* dax behavior on CXL 1.1 hosts
@ 2025-05-15 22:50 Yiannis Nikolakopoulos
2025-05-19 22:56 ` Dan Williams
0 siblings, 1 reply; 4+ messages in thread
From: Yiannis Nikolakopoulos @ 2025-05-15 22:50 UTC (permalink / raw)
To: linux-cxl; +Cc: yiannis, dan.j.williams
Hi,
I am trying to understand the dax behavior on CXL 1.1 hosts running
recent kernels and what is that I have probably misconfigured.
To my understanding this series [1] introduced some different
behavior, and I am trying to figure out what I am getting wrong here
(but of course I might as well be looking in a completely wrong
place).
System:
CXL 1.1 Host (x86) + CXL 2.0 Type 3 memory expander (FPGA).

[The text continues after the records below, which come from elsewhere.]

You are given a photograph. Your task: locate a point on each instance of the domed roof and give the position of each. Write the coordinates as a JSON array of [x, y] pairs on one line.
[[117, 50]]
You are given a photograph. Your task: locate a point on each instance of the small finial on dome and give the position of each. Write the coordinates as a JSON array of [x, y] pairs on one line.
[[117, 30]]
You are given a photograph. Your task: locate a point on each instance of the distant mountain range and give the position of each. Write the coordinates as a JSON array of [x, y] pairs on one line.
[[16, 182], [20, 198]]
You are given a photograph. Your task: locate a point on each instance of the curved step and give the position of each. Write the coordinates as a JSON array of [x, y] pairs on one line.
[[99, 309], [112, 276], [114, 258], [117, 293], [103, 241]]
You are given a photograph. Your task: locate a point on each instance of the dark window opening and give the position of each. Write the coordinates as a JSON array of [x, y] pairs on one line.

CONFIG_EFI_SOFT_RESERVE is enabled.
The memory region appears correctly as soft reserved in the e820 tables.
When running with Kernel 6.2.16 (or older) the dax device appears as
expected, and I can either map it or configure it as system ram. No
issues there.
When running with 6.14.5 (and others e.g. 6.12-lts, 6.3), while the
soft reserved region is still there, neither the memory is brought
online, nor the dax device appears at all. I have tried what the
patchset suggested, `memhp_default_state=offline`, but there is no dax
device to reconfigure afterwards. Neither could I manually create
anything with daxctl as no dax regions are found. With online as
default, still nothing happens -- memory is not used and no dax device
appears.
I have dyndbg enabled for dax and hmem and the only entry I see is:
[ 12.714566] dax_hmem:hmem_register_device:73: hmem_platform
hmem_platform.0: deferring range to CXL: [mem
0x2050000000-0x240fffffff flags 0x80000200]
What is it that I am missing here?
Thanks in advance.
Best regards,
Yiannis
[1] https://lore.kernel.org/linux-cxl/167601992097.1924368.18291887895351917895.stgit@dwillia2-xfh.jf.intel.com/
^ permalink raw reply [flat|nested] 4+ messages in thread
* Re: dax behavior on CXL 1.1 hosts
2025-05-15 22:50 dax behavior on CXL 1.1 hosts Yiannis Nikolakopoulos
@ 2025-05-19 22:56 ` Dan Williams
2025-05-21 21:22 ` Yiannis Nikolakopoulos
0 siblings, 1 reply; 4+ messages in thread
From: Dan Williams @ 2025-05-19 22:56 UTC (permalink / raw)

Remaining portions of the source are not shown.